Monti, i progressisti e i moderati. Da Mosca, dove è in visita ufficiale, il premier preferisce non commentare le indiscrezioni che arrivano dall’Italia. «Mi hanno chiesto di assicurare la gestione del Paese fino alla primavera del 2013 – ha spiegato in un’intervista alla Rossiyskaya Gazeta – Io e i miei colleghi stiamo cercando con tutte le nostre forze di farlo nel miglior modo possibile». Ma a Roma si continua a parlare di un’alleanza politica costruita attorno al presidente del Consiglio e a una sua lista elettorale. Da una parte l’Udc, dall’altra il Pd. Non ci sarebbe l’Italia dei Valori di Antonio Di Pietro, che ormai sembra fuori da ogni accordo con il partito di Bersani a prescindere dalla presenza di Monti. E non ci sarebbero Pdl e Lega. Impossibile conciliare la presenza di Silvio Berlusconi – in pochi hanno dimenticato le sue uscite anti-euro – con una coalizione come quella descritta. A Popolo della Libertà e Lega Nord resterebbe la strada della vecchia alleanza, peraltro già rinata al Senato negli ultimi scorci di questa legislatura al Senato. Stavolta in chiave anti-Monti.

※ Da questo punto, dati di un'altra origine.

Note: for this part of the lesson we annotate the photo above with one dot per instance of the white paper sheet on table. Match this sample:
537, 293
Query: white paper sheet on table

Un passaggio importante rimane quello della legge elettorale. Anche se forse meno decisivo di quel che sembra. Tutti i protagonisti della scena politica si sono impegnati – almeno a parole – a riformare il Porcellum. Secondo alcune ricostruzioni giornalistiche Napolitano avrebbe persino posto la riforma del sistema di voto come condizione necessaria per interrompere la legislatura (le Camere devono essere sciolte non oltre il 15 settembre, per poter indire le elezioni alla fine di ottobre). Che il Porcellum non piaccia al presidente della Repubblica è un dato certo, e che alcune migliorie gli sarebbero gradite è dato per certo. Dal punto di vista del Colle, in ogni caso, la nascita di un governo stabile e in linea di continuità con l’esecutivo Monti ha la priorità su tutto. L’approvazione di una legge elettorale deve rappresentare «un segnale forte a chi dubita della stabilità futura dell’Italia» spiegava domenica Casini a La Stampa. Una candidatura dell’attuale presidente del Consiglio potrebbe avere lo stesso effetto. Senza considerare che, a conti fatti, il Porcellum resta l’unica legge elettorale in grado di garantire alla nuova formazione una forte stabilità (la prima coalizione “conquista” un premio di maggioranza pari al 55 per cento dei seggi a Montecitorio). Numeri necessari per rimanere al governo non solo durante al fase emergenziale, ma per tutti i cinque anni della prossima legislatura.